Nevertheless the important thing is that they have done a good job selecting this – I will look out for the Yuste finos – and if they can sell it as well good luck to them.
Look at the colour of that. Rusty water, with a touch of rusty nail on the nose and palate (or is it suggestion?). Couldn’t help but think of the manzanilla en rama la Guita when I saw it, although unlike that second cousin this wine has acquired its colour from two years in the bottle – as you can see if you compare it to how it was two years ago.
Interesting to compare that note with this wine – this is still aromatic and yeasty, but a touch sour, slightly more mulchy haybales on the nose and a lower register in fruit flavours. Very enjoyable with the oxidation and a fun thing to try (here in Zalamero Taberna by the glass).
Delicious little bottle.
Complete with a good size section of the great barrier reef …

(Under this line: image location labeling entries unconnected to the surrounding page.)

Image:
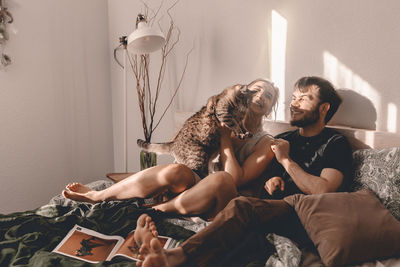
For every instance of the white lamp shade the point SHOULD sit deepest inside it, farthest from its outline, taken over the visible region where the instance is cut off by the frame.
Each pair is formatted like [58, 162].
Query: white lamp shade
[145, 40]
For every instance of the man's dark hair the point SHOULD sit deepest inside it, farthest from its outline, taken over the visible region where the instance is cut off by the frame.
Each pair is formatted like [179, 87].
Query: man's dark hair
[327, 93]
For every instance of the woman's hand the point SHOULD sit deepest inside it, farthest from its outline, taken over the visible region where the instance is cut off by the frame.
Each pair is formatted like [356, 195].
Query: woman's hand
[224, 131]
[281, 149]
[273, 184]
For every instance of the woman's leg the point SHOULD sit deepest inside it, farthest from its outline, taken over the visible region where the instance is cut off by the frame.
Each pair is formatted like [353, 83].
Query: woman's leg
[207, 197]
[147, 183]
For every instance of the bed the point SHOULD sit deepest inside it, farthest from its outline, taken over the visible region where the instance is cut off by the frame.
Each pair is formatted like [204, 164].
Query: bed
[27, 238]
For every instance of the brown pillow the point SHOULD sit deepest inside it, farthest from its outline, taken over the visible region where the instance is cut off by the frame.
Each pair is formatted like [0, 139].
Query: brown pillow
[348, 227]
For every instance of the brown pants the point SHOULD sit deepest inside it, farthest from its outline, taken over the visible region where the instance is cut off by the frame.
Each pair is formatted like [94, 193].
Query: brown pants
[230, 226]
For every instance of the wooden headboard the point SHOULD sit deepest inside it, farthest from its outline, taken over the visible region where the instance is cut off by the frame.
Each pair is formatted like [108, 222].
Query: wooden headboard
[358, 138]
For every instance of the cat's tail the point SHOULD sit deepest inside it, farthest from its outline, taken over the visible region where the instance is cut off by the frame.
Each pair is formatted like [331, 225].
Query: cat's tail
[159, 148]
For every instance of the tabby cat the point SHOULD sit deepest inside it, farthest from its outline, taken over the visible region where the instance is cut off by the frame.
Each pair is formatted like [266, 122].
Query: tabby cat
[198, 141]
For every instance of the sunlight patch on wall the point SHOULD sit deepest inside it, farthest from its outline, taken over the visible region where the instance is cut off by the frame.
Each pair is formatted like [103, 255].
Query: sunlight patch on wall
[343, 77]
[278, 59]
[392, 118]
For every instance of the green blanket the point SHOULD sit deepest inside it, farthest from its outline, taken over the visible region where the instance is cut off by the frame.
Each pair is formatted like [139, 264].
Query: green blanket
[27, 238]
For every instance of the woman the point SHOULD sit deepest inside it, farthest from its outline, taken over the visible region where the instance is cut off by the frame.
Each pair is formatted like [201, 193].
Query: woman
[242, 161]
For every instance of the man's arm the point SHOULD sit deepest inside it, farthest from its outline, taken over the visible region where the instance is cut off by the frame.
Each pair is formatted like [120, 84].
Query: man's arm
[329, 180]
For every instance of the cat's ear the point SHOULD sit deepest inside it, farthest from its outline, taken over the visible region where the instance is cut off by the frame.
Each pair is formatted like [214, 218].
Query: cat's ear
[211, 104]
[244, 89]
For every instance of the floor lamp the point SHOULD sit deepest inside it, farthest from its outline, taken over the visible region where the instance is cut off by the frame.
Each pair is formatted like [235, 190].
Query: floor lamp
[143, 40]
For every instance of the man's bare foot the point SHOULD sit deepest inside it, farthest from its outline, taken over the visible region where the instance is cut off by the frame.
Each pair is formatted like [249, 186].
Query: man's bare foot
[79, 192]
[151, 251]
[155, 256]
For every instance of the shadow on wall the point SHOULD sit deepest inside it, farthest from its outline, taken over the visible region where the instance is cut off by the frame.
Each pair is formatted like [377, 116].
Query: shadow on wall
[356, 111]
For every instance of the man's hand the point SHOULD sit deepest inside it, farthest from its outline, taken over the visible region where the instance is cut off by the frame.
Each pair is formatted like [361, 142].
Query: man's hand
[281, 149]
[273, 184]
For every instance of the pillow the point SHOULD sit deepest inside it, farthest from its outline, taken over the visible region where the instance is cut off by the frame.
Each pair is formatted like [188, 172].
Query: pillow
[348, 227]
[379, 171]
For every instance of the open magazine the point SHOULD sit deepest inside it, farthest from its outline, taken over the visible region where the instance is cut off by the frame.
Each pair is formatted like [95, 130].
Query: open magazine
[91, 246]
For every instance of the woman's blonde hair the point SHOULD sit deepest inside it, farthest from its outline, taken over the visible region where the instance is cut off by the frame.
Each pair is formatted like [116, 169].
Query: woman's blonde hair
[275, 89]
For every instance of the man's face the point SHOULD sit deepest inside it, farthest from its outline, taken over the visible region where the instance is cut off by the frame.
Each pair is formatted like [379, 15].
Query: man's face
[304, 107]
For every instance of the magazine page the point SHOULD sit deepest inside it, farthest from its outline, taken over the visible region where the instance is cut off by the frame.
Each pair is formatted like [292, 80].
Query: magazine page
[130, 250]
[88, 245]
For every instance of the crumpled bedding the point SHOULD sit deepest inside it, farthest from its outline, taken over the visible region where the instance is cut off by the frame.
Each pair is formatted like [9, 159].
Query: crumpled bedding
[27, 238]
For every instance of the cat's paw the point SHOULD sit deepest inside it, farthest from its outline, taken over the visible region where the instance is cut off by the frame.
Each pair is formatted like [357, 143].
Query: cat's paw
[141, 143]
[242, 136]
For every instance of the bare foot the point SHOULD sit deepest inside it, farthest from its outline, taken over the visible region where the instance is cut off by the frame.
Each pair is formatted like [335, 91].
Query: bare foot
[80, 192]
[155, 257]
[145, 231]
[151, 251]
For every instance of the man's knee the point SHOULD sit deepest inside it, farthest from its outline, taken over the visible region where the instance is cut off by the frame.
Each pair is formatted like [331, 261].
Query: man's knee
[222, 181]
[240, 207]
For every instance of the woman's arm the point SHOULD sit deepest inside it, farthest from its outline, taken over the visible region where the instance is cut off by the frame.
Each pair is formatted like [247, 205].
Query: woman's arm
[253, 166]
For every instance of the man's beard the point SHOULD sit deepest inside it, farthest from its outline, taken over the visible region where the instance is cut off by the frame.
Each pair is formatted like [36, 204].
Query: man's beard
[309, 118]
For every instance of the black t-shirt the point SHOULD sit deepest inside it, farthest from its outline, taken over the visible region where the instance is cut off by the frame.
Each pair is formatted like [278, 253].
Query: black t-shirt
[328, 149]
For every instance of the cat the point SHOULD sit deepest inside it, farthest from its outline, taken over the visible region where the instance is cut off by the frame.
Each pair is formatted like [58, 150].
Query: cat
[198, 141]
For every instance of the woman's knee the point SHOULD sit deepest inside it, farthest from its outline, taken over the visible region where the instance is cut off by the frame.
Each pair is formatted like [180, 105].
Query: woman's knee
[222, 182]
[178, 176]
[239, 208]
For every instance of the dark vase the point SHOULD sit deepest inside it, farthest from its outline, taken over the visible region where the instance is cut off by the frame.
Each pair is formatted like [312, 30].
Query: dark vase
[147, 159]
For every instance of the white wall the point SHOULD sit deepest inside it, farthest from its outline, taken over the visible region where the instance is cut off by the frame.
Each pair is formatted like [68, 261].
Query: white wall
[230, 45]
[352, 43]
[55, 100]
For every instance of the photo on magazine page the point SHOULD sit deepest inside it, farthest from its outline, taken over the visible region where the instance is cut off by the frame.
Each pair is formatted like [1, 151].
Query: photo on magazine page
[88, 245]
[91, 246]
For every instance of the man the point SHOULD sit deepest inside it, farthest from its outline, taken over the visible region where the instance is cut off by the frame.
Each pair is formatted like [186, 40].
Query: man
[312, 159]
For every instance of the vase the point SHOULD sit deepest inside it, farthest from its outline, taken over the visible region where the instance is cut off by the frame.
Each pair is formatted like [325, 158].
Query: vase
[147, 159]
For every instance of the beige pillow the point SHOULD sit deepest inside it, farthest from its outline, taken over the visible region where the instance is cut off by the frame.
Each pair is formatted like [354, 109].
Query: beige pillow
[348, 228]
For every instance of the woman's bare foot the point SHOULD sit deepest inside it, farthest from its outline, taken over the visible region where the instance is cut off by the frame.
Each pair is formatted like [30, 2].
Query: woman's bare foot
[80, 192]
[145, 231]
[151, 251]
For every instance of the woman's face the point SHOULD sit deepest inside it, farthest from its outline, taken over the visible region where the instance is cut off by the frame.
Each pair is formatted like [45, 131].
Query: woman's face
[263, 99]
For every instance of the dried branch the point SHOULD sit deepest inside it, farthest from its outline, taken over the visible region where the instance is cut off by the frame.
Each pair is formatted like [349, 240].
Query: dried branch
[147, 98]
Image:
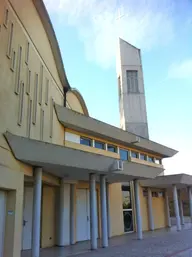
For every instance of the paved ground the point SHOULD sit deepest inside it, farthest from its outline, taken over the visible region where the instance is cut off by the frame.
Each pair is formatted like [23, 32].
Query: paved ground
[161, 243]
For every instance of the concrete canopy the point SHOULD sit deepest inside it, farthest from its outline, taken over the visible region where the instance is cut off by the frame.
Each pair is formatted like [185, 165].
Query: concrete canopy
[180, 180]
[74, 164]
[103, 130]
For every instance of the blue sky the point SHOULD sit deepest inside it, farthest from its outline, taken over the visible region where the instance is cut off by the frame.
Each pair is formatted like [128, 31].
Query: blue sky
[87, 32]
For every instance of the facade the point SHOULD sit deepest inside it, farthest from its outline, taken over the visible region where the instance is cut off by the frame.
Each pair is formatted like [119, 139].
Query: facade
[61, 171]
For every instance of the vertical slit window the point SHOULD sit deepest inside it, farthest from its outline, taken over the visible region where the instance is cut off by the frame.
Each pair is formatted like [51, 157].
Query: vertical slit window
[13, 61]
[28, 87]
[35, 99]
[41, 84]
[41, 124]
[47, 92]
[29, 117]
[27, 53]
[18, 71]
[21, 103]
[9, 47]
[6, 18]
[51, 118]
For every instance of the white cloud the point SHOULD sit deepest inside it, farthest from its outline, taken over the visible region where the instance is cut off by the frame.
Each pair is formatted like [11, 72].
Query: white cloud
[144, 23]
[181, 70]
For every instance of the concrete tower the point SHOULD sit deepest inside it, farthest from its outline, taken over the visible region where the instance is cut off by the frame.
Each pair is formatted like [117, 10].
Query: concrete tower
[132, 105]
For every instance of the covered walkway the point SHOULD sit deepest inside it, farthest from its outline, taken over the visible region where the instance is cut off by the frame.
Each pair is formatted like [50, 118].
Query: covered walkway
[160, 243]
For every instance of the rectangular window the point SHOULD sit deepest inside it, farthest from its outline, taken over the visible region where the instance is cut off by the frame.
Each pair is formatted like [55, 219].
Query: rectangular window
[51, 117]
[6, 18]
[9, 47]
[29, 111]
[21, 103]
[150, 159]
[86, 141]
[143, 157]
[41, 124]
[134, 154]
[99, 145]
[124, 154]
[35, 99]
[17, 81]
[112, 148]
[132, 82]
[41, 84]
[46, 91]
[28, 86]
[13, 61]
[27, 53]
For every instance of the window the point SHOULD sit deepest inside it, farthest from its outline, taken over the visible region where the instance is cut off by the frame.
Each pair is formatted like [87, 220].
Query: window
[18, 71]
[143, 157]
[86, 141]
[134, 154]
[9, 47]
[124, 154]
[150, 159]
[112, 148]
[132, 82]
[99, 145]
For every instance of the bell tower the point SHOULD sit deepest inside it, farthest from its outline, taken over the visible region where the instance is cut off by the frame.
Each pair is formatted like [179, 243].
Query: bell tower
[132, 104]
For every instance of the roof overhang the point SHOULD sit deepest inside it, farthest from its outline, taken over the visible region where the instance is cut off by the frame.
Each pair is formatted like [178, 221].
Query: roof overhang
[167, 181]
[74, 164]
[103, 130]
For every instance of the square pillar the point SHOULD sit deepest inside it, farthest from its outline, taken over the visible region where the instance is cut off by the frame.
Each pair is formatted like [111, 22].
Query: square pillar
[176, 207]
[93, 211]
[72, 214]
[138, 210]
[103, 199]
[167, 209]
[150, 210]
[108, 211]
[181, 208]
[36, 226]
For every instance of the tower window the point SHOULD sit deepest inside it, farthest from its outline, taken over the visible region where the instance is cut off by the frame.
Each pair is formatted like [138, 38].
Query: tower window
[132, 82]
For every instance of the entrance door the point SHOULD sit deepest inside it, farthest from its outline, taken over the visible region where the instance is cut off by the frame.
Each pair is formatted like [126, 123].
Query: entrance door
[2, 220]
[27, 217]
[127, 209]
[83, 217]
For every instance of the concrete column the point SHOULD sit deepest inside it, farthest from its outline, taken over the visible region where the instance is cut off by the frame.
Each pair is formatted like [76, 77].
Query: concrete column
[138, 210]
[150, 210]
[167, 209]
[72, 214]
[190, 201]
[61, 227]
[93, 211]
[181, 208]
[36, 226]
[103, 199]
[108, 212]
[176, 207]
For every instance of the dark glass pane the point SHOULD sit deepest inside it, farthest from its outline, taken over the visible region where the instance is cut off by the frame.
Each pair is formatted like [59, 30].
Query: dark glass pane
[143, 157]
[134, 154]
[128, 221]
[85, 141]
[123, 155]
[112, 148]
[99, 145]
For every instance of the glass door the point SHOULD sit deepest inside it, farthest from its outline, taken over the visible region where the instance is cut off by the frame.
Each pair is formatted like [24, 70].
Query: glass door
[127, 209]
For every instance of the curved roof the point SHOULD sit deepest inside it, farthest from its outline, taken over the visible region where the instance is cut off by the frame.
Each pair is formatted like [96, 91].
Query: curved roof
[81, 100]
[43, 14]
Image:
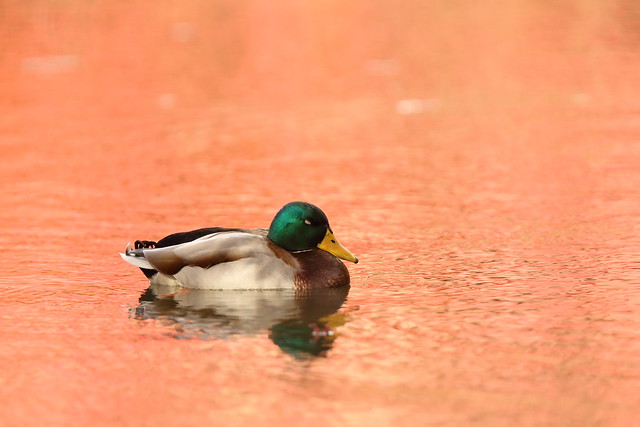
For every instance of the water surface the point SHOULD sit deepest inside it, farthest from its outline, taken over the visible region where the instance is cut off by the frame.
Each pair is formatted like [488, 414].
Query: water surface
[480, 160]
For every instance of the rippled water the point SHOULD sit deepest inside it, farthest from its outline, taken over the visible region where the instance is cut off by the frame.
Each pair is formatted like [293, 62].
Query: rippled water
[480, 159]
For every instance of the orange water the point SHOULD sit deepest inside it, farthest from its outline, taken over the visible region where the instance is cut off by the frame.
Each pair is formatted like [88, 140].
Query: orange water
[480, 159]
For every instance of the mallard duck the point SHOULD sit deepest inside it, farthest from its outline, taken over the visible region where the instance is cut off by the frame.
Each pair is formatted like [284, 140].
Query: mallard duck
[298, 250]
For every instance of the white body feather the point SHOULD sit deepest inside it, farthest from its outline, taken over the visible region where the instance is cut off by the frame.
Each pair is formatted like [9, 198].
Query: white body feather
[229, 260]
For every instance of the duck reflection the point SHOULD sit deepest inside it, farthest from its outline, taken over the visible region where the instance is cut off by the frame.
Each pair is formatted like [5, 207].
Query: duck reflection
[302, 322]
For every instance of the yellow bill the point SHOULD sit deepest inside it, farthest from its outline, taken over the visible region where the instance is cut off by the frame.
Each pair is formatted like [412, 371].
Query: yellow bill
[331, 245]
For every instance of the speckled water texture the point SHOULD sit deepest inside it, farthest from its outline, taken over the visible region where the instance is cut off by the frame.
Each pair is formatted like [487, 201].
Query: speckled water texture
[480, 158]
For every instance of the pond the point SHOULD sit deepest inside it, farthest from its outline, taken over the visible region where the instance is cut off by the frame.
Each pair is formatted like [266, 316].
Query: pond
[480, 160]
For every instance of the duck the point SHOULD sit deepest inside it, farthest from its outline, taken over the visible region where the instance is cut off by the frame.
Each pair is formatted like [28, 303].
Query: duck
[297, 251]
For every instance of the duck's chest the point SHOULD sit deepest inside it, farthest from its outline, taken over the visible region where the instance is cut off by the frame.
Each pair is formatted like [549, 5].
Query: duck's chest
[319, 269]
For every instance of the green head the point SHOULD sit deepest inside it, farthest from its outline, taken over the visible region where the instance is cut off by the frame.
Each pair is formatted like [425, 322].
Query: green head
[301, 226]
[298, 226]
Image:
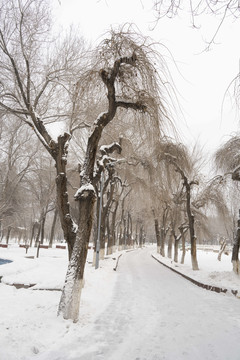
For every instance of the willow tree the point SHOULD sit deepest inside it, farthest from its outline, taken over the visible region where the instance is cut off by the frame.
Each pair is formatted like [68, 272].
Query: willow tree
[176, 156]
[126, 74]
[219, 9]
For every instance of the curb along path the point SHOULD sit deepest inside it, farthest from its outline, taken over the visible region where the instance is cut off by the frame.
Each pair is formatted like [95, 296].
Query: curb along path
[204, 286]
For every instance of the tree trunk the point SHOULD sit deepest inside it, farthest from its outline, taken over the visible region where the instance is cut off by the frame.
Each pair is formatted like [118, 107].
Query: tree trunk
[183, 246]
[42, 228]
[53, 227]
[193, 239]
[235, 252]
[8, 234]
[157, 232]
[175, 249]
[70, 299]
[162, 243]
[222, 248]
[170, 240]
[68, 226]
[38, 235]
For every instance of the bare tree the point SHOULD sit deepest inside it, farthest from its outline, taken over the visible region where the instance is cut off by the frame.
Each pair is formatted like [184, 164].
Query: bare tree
[220, 9]
[228, 159]
[38, 85]
[129, 78]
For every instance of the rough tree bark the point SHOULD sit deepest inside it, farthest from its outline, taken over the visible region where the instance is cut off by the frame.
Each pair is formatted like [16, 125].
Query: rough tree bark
[53, 227]
[70, 299]
[157, 231]
[235, 252]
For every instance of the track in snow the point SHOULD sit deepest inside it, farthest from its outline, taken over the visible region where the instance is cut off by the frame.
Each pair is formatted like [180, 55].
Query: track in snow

This is another under-rated palomino, even among the fans, probably because there was so little of it (and I have drunk an unseemly number of the 700 bottles) and maybe also because of its enjoyable fruity concentration and profile. Rich baked savory pineapple flavours with saline heat and a long fresh/hot/fruity finish.
This was my last bottle and I am missing it already!
Had a cracking lunch in “El del Medio” this weekend. Not a sherry destination by a long way – just two on the list – and they seem to view sherry as an aperitif, with just this and the Macarena on the list, but the food was high quality and high fun and this is a terrific fino with lots of personality.
Has that aroma of rockpools that for me really characterizes the finos del puerto: not super aromatic but a punchy noseful. Then has a heavy saline body, plenty of juice and a really fresh finish.
Perfectly decent stuff and went beautifully with artichokes and scallops. The job, as they say, is a good one.
Just look at the colour of that manzanilla – en rama and a year or so in the bottle and it is a lovely dark straw colour. Rich and mulchy on the nose too and a nice sweet/savoury character to it on the palate: hints of juicy sweetness at the start, then zing and savory, bready flavours in the middle and a salty fresh finish.
This is a really interesting wine – the first ecological manzanilla and as such a brand new solera when the wines were first released in 2016. If I am reading the codes right this wine appears to have been bottled at the end of 2016 and it has really gained from that time in the bottle. Maybe lost some floral notes but has broadened out on the palate (almost like a palomino white wine) and all the better for it.
The Taberna de Pedro is a cracking spot to restock on vitamins: tomatoes, asparagus, artichokes, peas, runner beans, green beans, borage, chard, peppers, mange tout, all of the above (menestra), pisto (con dos huevos) – the man is a genius with the green stuff (and if you are short of vitamin C the callos are outstanding).
All cracking sources of nutrition but notoriously tricky pairings, so a nice glass of fino like this one goes down a treat. Topical too – just this week I think they released the new edition of this classic fino.
I haven’t seen that new one yet but this will do. Yeasty, bready and nutty nose, juicy, bity bitter almond palate and a lingering finish.